The comparison also highlights safety and refusal behavior: when asked to pick the “sexiest” person between Andrew and Pam (a prompt that veers into sexual content), Dolly provides a name, while ChatGPT declines and later offers a template-like refusal. The overall takeaway is that Dolly 2.0 offers a workable, commercial-usable open alternative with strong instruction-following potential, but with format adherence and capability gaps versus top closed models—and with real deployment constraints driven by its large memory requirements.
Cornell Notes
Dolly 2.0 is a 12B-parameter, open instruction-tuned language model released with the full package—training code, Dolly 15K dataset, and model weights—explicitly suitable for commercial use. It’s fine-tuned on human-generated instruction data spanning question answering, extraction, summarization, brainstorming, classification, and creative writing, then built on a Pythia-style foundation trained on The Pile (800GB+). Databricks positions Dolly 2.0 as a starting point rather than state-of-the-art versus GPT-3/GPT-4-class systems. Running it requires substantial hardware (about 24GB VRAM), so the walkthrough uses Google Colab Pro and loads the model with bfloat16 plus an automatic device map. Prompt tests show Dolly can follow instructions and produce creative outputs, though it may miss strict sentence limits and can differ sharply from ChatGPT on sensitive prompts.

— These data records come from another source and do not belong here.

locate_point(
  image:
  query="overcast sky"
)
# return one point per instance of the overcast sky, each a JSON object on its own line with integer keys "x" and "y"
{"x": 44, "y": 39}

What makes Dolly 2.0 “commercially usable,” and what exactly is released?
How was the Dolly 15K instruction dataset created, and what task types were included?
What hardware and software setup is needed to run Dolly 2.0 in the walkthrough?

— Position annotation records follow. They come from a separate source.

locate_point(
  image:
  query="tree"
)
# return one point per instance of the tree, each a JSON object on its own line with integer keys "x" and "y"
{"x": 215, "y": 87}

How does the instruction pipeline format prompts and extract responses?
Where does Dolly 2.0 match or diverge from ChatGPT in the prompt comparisons?
How do the models behave on a sensitive prompt about choosing between Andrew and Pam?
Review Questions
- What role does the Dolly 15K dataset play in Dolly 2.0’s instruction-following behavior, and which task categories were used to build it?
- Why does running Dolly 2.0 require Google Colab Pro (or equivalent hardware), and how do bfloat16 and device mapping help?
- In the prompt tests, what specific instruction-following differences appear between Dolly 2.0 and ChatGPT (e.g., sentence limits and sensitive-content handling)?
Key Points
- 1
Dolly 2.0 is released as an open instruction-tuned 12B model with weights, training code, and the Dolly 15K dataset explicitly positioned for commercial use.
- 2
Dolly 15K is built from human-generated instruction data across seven task types, including extraction, summarization, classification, and creative writing.
- 3
Databricks frames Dolly 2.0 as a foundation/seed for future work rather than a direct replacement for GPT-3/GPT-4-level systems.
- 4
Running Dolly 2.0 in practice requires large memory (about 24GB), making GPU-backed environments like Google Colab Pro a common path.
- 5
The Hugging Face instruction pipeline uses a structured prompt template and regex-based post-processing to extract the response field.
- 6
Prompt comparisons show Dolly can be creative and instruction-aware, but it may miss strict formatting constraints and can differ on sensitive prompts where ChatGPT refuses.